- Born: Kathleen Mary Agnes Wheatley 17 November 1937
- Died: 27 December 2025 (aged 88)
- Education: Convent of the Sacred Heart, Aberdeen
- Alma mater: Edinburgh University
- Occupations: Conservationist, public office holder
- Known for: Stewardship of The Binns
- Political party: Labour Party
- Spouse: Tam Dalyell
- Children: 1 son (1965), 1 daughter (1968)

= Kathleen Dalyell =

Scottish conservationist (1937–2025)

Kathleen Mary Agnes Dalyell (/diˈɛl/ dee-EL) (née Wheatley; 17 November 1937 – 27 December 2025) was a Scottish conservationist and supporter of the Labour Party. She was the wife of Tam Dalyell, a Labour Member of Parliament (MP).

== Early career and marriage ==
Kathleen Wheatley was born in 1937. Her father was Lord Wheatley, a judge, a Lord Justice Clerk and a Labour MP. Her great-uncle was John Wheatley, a Labour MP on the left of the party, and health minister in the Ramsay Macdonald government. She was educated at the Convent of the Sacred Heart in Aberdeen before going to Edinburgh University to read history. Like her future husband, she trained to be a teacher. She taught at schools in Glasgow and Edinburgh, including a period at James Gillespie's High School, the setting for the novel The Prime of Miss Jean Brodie.

She married Tam Dalyell on Boxing Day 1963 – he was then already MP for West Lothian – and they had a son (Sir Gordon Wheatley Dalyell, now the 12th Baronet) and a daughter (Moira Shearer, née Dalyell), who are both lawyers. Kathleen Dalyell was from a staunch Roman Catholic background, and they married in St. Peter’s Catholic Church, Edinburgh, whereas her husband was associated with the Presbyterian Church of Scotland. Neither changed their religion.

== Stewardship of The Binns ==
Through the marriage she found herself the châtelaine of the Dalyell's historic family home, The Binns, a substantial 17th century house and estate in West Lothian, which she administered for the National Trust for Scotland (NTS) for 45 years. It was the only NTS property still lived in by the original family who constructed the property. She wrote a book on The Binns and worked with the NTS to ensure that sufficient visitors came to The Binns to keep the estate viable.

Her stewardship of The Binns led to her being appointed, often as chairwoman, to a string of public conservation and related bodies. These included the Historic Buildings Council, the Ancient Monuments Board, the Royal Fine Art Commission, and the Bo’ness Heritage Trust.

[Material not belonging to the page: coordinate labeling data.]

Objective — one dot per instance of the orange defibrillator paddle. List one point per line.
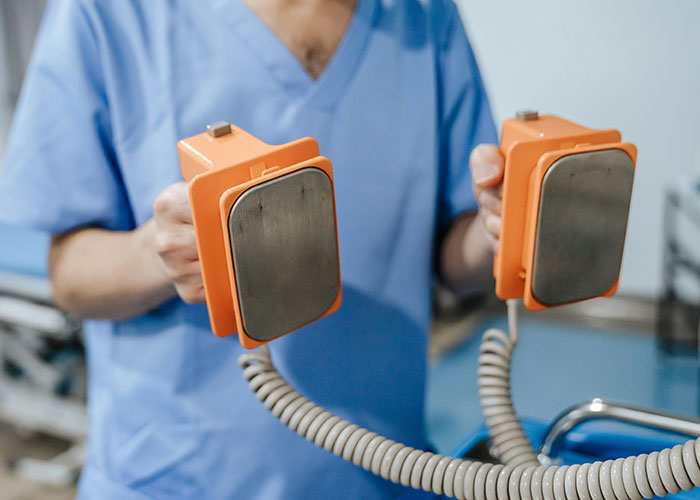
(566, 198)
(265, 222)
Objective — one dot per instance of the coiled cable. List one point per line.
(519, 478)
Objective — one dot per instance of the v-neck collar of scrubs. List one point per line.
(286, 69)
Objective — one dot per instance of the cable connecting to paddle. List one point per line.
(519, 477)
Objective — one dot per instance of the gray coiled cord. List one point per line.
(631, 478)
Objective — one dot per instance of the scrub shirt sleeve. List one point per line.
(60, 170)
(466, 118)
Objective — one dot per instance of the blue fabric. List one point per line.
(112, 86)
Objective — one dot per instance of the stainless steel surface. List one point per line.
(527, 115)
(583, 210)
(218, 129)
(284, 247)
(598, 409)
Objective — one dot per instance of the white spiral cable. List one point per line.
(632, 478)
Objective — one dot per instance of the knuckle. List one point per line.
(163, 203)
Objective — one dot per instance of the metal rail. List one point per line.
(597, 409)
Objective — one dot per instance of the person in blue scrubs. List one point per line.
(394, 98)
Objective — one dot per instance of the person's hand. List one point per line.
(487, 163)
(175, 242)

She was a director and trustee of the Heritage Education Trust for over 20 years until 2005. She particularly enjoyed her stint on the Court of the University of Stirling from 2002. She was awarded an honorary doctorate by Stirling in 2008 in recognition of her service to the university and to civic Scotland. She was awarded Doctor honoris causa by Edinburgh University in 2006.

== Recognition ==
Dalyell was awarded an OBE in 2005 for services to the environment in Scotland, and was deputy lieutenant for West Lothian from 2001, an honorary appointment that links the West Lothian community to the Crown.

Dalyell died in December 2025 following a stroke, she was 88 years old.